Features of the new FVG Oscillator:
Fully Customizable FVG Detection
An Oscillator Approach To FVGs
Divergence Markers For Potential Reversals
Alerts For Divergence Labels
Customizable Styling
📌 HOW DOES IT WORK?
Fair Value Gaps are price gaps within bars that indicate inefficiencies, often filled as the market retraces. The FVG Oscillator scans historical bars to identify these gaps, then filters them based on ATR or volume. Each FVG is marked as bullish or bearish according to the trend direction that preceded its formation.
An oscillator is calculated using recent FVGs with this formula :
1. The Oscillator starts as 0.
2. When a new FVG Appears, it contributes (FVG Width / ATR) to the oscillator of the corresponding type.
3. Each confirmed bar, the oscillator is recalculated as OSC = OSC * (1 - Decay Coefficient)

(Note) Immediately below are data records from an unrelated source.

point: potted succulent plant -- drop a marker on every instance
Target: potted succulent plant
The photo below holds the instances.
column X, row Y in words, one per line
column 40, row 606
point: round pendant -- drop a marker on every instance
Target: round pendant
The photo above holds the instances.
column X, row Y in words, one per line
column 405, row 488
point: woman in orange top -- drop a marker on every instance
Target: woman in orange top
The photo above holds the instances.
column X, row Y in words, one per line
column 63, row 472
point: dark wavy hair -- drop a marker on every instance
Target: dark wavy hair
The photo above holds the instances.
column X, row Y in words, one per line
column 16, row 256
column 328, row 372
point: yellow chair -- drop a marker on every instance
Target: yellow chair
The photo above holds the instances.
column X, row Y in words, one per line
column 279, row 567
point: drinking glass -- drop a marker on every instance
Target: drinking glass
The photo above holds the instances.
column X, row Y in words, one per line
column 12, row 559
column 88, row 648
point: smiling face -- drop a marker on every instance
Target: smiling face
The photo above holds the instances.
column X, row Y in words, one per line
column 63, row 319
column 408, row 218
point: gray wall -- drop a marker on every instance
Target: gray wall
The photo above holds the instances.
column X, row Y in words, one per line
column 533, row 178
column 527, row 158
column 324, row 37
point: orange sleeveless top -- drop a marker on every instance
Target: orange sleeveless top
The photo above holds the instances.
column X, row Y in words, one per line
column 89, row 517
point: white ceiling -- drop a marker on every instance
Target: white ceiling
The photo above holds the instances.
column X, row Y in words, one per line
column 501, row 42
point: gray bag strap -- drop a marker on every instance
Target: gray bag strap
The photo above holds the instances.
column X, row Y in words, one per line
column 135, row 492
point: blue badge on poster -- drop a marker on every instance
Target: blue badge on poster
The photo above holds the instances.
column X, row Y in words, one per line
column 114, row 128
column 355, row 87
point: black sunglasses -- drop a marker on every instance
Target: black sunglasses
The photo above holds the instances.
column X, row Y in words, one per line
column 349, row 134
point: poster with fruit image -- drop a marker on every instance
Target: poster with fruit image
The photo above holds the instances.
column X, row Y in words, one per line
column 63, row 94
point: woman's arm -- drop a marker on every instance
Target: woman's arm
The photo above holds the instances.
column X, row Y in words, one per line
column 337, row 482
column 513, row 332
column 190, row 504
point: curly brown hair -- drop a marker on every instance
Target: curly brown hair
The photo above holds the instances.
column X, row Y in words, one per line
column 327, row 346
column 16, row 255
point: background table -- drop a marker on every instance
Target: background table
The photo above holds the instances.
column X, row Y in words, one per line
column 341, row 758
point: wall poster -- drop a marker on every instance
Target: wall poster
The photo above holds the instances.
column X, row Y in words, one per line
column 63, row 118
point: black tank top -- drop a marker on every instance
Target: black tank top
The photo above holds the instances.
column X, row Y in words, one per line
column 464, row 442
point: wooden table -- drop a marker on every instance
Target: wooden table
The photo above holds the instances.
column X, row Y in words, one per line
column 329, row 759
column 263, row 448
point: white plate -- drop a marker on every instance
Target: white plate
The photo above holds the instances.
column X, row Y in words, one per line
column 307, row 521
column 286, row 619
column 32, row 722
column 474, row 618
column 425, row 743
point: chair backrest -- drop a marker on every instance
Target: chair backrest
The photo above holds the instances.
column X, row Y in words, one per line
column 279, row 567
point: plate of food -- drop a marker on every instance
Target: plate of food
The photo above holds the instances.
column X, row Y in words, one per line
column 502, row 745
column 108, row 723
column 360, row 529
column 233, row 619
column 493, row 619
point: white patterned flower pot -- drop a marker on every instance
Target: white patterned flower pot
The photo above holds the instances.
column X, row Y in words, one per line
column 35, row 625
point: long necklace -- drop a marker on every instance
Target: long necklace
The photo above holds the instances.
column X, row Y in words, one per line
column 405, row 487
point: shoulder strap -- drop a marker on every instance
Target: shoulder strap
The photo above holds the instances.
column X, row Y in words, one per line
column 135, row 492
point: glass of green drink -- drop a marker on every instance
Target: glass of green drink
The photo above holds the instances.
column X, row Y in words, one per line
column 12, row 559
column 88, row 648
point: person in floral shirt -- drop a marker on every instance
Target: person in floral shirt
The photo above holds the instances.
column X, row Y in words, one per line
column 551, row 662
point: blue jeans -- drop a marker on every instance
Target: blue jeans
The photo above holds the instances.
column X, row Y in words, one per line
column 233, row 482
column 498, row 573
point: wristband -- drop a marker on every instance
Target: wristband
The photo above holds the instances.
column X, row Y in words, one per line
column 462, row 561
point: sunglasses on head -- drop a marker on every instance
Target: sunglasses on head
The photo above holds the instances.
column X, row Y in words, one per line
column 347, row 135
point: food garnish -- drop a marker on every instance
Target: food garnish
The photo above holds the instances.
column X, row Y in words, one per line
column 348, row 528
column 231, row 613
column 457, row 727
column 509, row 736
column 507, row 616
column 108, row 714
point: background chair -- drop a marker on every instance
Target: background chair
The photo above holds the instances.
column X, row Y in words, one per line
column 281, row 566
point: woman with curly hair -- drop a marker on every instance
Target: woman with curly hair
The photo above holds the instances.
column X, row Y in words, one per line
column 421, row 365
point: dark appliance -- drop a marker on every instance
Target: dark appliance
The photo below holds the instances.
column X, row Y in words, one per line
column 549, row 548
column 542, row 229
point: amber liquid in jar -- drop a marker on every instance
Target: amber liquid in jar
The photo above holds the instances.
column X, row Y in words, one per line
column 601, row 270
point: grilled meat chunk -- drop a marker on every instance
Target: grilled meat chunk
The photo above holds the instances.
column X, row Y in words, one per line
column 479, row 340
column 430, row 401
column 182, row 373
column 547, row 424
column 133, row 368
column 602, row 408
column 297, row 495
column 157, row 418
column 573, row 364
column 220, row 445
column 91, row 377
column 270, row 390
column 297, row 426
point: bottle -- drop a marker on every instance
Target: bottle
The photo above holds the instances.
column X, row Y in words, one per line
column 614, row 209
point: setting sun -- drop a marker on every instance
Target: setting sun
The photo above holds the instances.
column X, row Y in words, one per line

The oscillator aggregates and decays past FVGs, allowing recent FVG activity to dominate the signal. This approach emphasizes current market momentum, with oscillations moving bullish or bearish based on FVG intensity. Divergences are marked where FVG oscillations suggest potential reversals. Bullish Divergence conditions are as follows :
1. The current candlestick low must be the lowest of last 25 bars.
2. Net Oscillator (Shown in gray line by default) must be > 0.
3. The current Bullish FVG Oscillator value should be no more than 0.1 below the highest value from the last 25 bars.
Traders can use divergence signals to get an idea of potential reversals, and use the Net FVG Oscillator as a trend following marker.
🚩 UNIQUENESS
The Fair Value Gap Oscillator stands out by converting FVG activity into an oscillator format, providing a momentum-based visualization of FVGs that reveals market sentiment dynamically. Unlike traditional indicators that statically mark FVG zones, the oscillator decays older FVGs over time, showing only the most recent, relevant activity. This approach allows for real-time insight into market conditions and potential reversals based on oscillating FVG strength, making it both intuitive and powerful for momentum trading.
Another unique feature is the combination of customizable ATR and volume filters, letting traders adapt the indicator to match their strategy and market type. You can also set-up alerts for bullish & bearish divergences.
⚙️ SETTINGS
1. General Configuration
Decay Coefficient -> The decay coefficient for oscillators. Increasing this setting will result in oscillators giving the weight to recent FVGs, while decreasing it will distribute the weight equally to the past and recent FVGs.
2. Fair Value Gaps
Zone Invalidation -> Select between Wick & Close price for FVG Zone Invalidation.
Zone Filtering -> With "Average Range" selected, algorithm will find FVG zones in comparison with average range of last bars in the chart. With the "Volume Threshold" option, you may select a Volume Threshold % to spot FVGs with a larger total volume than average.
FVG Detection -> With the "Same Type" option, all 3 bars that formed the FVG should be the same type. (Bullish / Bearish). If the "All" option is selected, bar types may vary between Bullish / Bearish.
Detection Sensitivity -> You may select between Low, Normal or High FVG detection sensitivity. This will essentially determine the size of the spotted FVGs, with lower sensitivies resulting in spotting bigger FVGs, and higher sensitivies resulting in spotting all sizes of FVGs.
3. Style
Divergence Labels On -> You can switch divergence labels to show up on the chart or the oscillator plot.